Simple Calculations
Expectations
Previously, we showed that under certain conditions and assumptions1 Sampling with replacement; ignoring second order effects., the two expectations from the two methods are given by \[ \begin{align} p\sum_{i \in E} \varepsilon_i \label{eqn:stan} \end{align} \] for the standard approach, and by \[ \begin{align} \sum_{i \in E} \varepsilon_{i} p_{\varepsilon_i} \label{eqn:strat} \end{align} \] for the stratified approach, where \(\varepsilon_{i}\) is the embeddedness level of edge \(i\). What’s shocking is that \(\eqref{eqn:strat}\) simplifies to \[ \begin{align*} \sum_{i \in E_{n}} \varepsilon_{i}, \end{align*} \] where \(E_{n}\) is the set of negative edges in the original graph. To see that, rewrite the summands of over embeddedness levels instead of edges, giving \[ \begin{align} \sum_{k} n_k \cdot p_k \cdot k, \label{eqn:strat2} \end{align} \] where \(n_k = |\left\{ i: \varepsilon_i = k \right\}|\) is the number of edges of embeddedness \(k\), and \(p_k = \frac{b_k}{n_k}\), where \(b_k\) is the number of negative edges of embeddedness \(k\) in the original graph2 \(b\) is for bad.. We can thus simplify further, \[ \begin{align*} \sum_{k} b_k \cdot k. \end{align*} \] But this is just the sum of the embeddedness of all negative ties.
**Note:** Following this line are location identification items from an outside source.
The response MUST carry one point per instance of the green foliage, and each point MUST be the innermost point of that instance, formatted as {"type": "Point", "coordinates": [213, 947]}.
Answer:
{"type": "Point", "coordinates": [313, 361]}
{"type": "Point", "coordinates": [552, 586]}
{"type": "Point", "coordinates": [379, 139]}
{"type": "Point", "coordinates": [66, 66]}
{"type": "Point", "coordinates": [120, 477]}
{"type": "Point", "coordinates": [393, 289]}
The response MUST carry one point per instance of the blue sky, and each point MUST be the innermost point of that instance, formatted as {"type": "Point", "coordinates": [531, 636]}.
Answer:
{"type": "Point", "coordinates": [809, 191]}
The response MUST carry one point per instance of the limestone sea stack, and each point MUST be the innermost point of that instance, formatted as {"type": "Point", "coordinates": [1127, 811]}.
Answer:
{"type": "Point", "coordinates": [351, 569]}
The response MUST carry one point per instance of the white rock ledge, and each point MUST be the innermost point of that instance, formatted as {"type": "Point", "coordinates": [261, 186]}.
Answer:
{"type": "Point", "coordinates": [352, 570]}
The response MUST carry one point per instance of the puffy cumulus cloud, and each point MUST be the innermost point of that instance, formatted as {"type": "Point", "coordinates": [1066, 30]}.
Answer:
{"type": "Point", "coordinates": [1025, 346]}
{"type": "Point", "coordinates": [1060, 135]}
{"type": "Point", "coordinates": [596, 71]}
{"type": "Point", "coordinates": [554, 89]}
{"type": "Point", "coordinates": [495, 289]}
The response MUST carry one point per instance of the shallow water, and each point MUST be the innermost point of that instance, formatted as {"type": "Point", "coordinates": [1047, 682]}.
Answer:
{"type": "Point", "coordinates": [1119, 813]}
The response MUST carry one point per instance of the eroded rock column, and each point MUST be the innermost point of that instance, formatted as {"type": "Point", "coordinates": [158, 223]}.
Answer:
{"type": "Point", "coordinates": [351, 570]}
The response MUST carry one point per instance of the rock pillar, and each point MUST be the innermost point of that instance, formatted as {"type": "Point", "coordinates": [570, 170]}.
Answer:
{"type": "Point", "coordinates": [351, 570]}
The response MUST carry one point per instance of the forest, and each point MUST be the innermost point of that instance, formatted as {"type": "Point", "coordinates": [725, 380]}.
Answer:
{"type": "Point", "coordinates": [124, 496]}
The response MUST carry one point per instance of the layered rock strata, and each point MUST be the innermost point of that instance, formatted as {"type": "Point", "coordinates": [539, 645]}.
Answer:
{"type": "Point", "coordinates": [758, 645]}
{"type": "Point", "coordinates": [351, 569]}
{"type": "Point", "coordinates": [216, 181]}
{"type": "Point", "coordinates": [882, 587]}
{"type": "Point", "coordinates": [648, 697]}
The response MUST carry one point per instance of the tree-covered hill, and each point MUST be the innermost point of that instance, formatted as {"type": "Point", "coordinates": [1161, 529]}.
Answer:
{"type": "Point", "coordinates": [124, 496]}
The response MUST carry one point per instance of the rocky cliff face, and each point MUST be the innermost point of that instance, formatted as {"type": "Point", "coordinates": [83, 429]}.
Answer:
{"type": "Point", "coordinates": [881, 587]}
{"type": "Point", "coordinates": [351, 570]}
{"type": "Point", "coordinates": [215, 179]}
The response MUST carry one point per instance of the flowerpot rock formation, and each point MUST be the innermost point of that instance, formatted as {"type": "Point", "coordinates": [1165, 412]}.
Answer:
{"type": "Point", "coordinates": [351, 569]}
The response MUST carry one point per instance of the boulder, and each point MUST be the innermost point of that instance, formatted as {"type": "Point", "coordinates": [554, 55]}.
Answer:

So actually the two expectations are \[ \begin{align*} p \sum_{i \in E} \varepsilon_{i} =&\frac{|E_n|}{|E|} \sum_{i \in E} \varepsilon_{i} \\=& \frac{|E_n|}{|E|} \left[ \sum_{i \in E_n} \varepsilon_{i} + \sum_{i \in E_n^{c}} \varepsilon_{i} \right] \end{align*} \] and \[ \begin{align*} \sum_{i \in E_{n}} \varepsilon_{i}. \end{align*} \] Consider the differences, \(\eqref{eqn:stan} - \eqref{eqn:strat}\): \[ \begin{align*} \frac{|E_n|}{|E|} \sum_{i \in E_n^{c}} \varepsilon_{i} - \frac{|E_n^{c}|}{|E|} \sum_{i \in E_{n}} \varepsilon_{i}, \end{align*} \] which reduces to \[ \begin{align*} \frac{|E_n||E_n^{c}|}{|E|}\left( \frac{ \sum_{i \in E_n^{c}} \varepsilon_{i} }{ |E_{n}^{c}| } - \frac{ \sum_{i \in E_n} \varepsilon_{i} }{ |E_{n}| } \right). \end{align*} \] But the term inside the brackets is simply the average embeddedness of positive and negative edges, respectively: \[ \begin{align*} \frac{|E|}{|E_n||E_n^{c}|} \left( \overline{\mathcal{E}_{p}} - \overline{\mathcal{E}_{n}} \right). \end{align*} \] Thus, the expectation of standard is larger than that for stratified when the average embeddedness of positive ties is larger than that for negative ties.